Век вдохновения кончился. Началась эпоха протоколов. Прежний я — тот, что мог часами, по локоть в масле, возиться с новым механизмом, — умер в том холодном цеху, когда едва не пустил в сборку бракованный поршень. На его месте родился дотошный и безжалостный администратор. Моя контора превратилась в канцелярию. Вместо запаха раскаленного металла и угля здесь теперь пахло сургучом и чернилами; вместо гула станков — шелест бумаг.
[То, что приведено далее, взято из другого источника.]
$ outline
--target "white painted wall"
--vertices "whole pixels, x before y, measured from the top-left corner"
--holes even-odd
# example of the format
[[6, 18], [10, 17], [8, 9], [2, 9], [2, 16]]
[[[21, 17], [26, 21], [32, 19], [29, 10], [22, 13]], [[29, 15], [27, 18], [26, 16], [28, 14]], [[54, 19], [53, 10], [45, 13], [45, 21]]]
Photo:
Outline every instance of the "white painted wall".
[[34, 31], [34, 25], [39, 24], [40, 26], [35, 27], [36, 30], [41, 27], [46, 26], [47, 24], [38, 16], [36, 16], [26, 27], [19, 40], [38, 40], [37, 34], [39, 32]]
Каждое утро начиналось с утверждения «Протокола двойного контроля». Исписав за ночь стопку бумаги, я лично разработал этот талмуд, и теперь он висел, заключенный в дубовую раму, на стене главного сборочного цеха. Процесс, прежде державшийся на доверии и мастерстве, теперь был закован в броню процедур. Ни одна заготовка не шла в работу без моего личного визирования чертежа, под которым свою подпись ставил и Магницкий, перепроверив все расчеты. Ни один узел не попадал на сборку, пока его не принимали два независимых мастера, сверяя каждую фаску и каждый допуск с эталонным калибром и расписываясь в специальном журнале. Сам не заметил, как превратился в того самого приказного крючкотвора, которых ненавидел всей душой.

Новая система работала безупречно: процент брака упал до статистической погрешности, производство стало ритмичным и предсказуемым. Вот только душа из него ушла, и это читалось в глазах моих людей. Федька подходил ко мне не с горящими глазами и новой идеей, а с журналом под мышкой, протягивая его для подписи. В его взгляде не было обиды или непонимания — он доверял мне абсолютно, — однако прежний азарт исчез. Я сам построил этот механизм, жаль его отлаженная работа не приносила радости. Сознательно вынув себя из сердца процесса, я стал сторонним наблюдателем, функцией, визирующей бумажки. Крепость, которую я строил для защиты своего дела, все больше походила на тюрьму для моего духа.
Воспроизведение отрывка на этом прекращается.